EMPEA has focused this submission on point 3. Our GP members with direct experience of points 1 and 2 note their strong agreement with EVCA’s submission on these points. We stand ready to provide whatever further contribution to this work the Commission might find helpful, including attending meetings and contributing further materials in writing.
EMPEA Members have observed that the prompt expansion of a robust passporting system, implemented in a practical and common-sense manner, allowing them to work closely with the regulatory regime of one EU Member State of Reference before raising capital across the EU would be optimal.
Opportunity: Some of our members have experienced significant difficulties with current national private placement regimes (“NPPRs”) and question whether the changes which were made to a number of European NPPRs as a result of the AIFMD might have actually worked against the interests of investors in the affected countries, as they have decreased investor choice (though discouraging non-EU GPs from marketing their funds in Europe) without meaningfully increasing investor protection. EMPEA Members from both the LP and GP communities generally regard the proposed extension of the passport to non-EU AIFMs as an opportunity to remedy this situation and, specifically, to ensure that the passport system works in the interests of the EU without impeding access to global private capital and the economic benefits it brings.
Impact on Investor Choice: EMPEA Members have observed that EU investment institutions are experiencing limited investor choice and access to high quality investment options in emerging markets as non-AIFMs severely limit their efforts to raise capital in Europe and concentrate their efforts elsewhere. This is not only the case for the strongest performing and established GPs who have the greatest choice as to whether and where to raise capital, but also for younger, high performing GPs offering high quality investments in emerging markets. The consequence is a limitation on the EU investment institutions’ ability to diversify their investment portfolios by accessing emerging market investment opportunities and obtain their target returns.

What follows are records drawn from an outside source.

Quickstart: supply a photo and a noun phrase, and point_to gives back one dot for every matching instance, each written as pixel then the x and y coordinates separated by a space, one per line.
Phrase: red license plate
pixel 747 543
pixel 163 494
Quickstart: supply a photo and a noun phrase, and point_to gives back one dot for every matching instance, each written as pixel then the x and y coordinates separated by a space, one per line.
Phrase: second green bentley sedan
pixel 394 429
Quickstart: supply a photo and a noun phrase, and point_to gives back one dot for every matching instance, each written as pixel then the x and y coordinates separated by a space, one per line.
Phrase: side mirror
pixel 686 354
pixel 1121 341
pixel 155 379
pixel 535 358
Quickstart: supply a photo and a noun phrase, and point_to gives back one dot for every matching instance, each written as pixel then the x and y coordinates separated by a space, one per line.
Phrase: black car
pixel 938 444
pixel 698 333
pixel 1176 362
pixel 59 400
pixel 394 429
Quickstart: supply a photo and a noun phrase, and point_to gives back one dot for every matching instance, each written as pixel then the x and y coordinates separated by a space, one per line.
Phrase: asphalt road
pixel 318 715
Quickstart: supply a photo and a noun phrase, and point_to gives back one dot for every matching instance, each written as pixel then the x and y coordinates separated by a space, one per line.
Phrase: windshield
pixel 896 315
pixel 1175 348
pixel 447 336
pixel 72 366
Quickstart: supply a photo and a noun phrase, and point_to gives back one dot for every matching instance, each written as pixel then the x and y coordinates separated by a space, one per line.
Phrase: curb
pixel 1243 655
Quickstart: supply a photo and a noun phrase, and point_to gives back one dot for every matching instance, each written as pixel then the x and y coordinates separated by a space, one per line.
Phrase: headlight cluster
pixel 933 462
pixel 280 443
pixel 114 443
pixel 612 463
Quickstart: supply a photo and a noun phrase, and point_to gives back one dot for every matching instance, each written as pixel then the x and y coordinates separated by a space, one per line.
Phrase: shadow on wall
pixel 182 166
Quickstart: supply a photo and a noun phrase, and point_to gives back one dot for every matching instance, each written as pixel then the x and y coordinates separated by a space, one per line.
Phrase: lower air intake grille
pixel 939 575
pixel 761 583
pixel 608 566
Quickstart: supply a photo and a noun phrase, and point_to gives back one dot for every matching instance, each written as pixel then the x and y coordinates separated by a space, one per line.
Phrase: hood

This, in turn, impacts both risk and return expectations over the near, medium and long terms with the final result limiting not only returns to, for example, occupational pension holders, but also the ability of EU development finance institutions to deploy development funds consistent with their mandates. Taxpayer-funded development finance institutions are expected to focus funds on socially beneficial investments that are profitable and therefore, scalable and sustainable to address poverty eradication and economic development in emerging markets. Foregone development opportunity is not recoverable and, once private capital exits, new collaborative opportunities take time and resources to pursue. EMPEA Members have also questioned why there is no distinction between “professional qualified investors” (whose capital fuels the private capital industry) and “retail investors” (whose capital does not). Retail investors do not typically invest in capital funds. The members see this as one example of how the AIFMD does not take into account the difference between private capital investing funded by “professional qualified investors” and other forms of investing funded by retail investors.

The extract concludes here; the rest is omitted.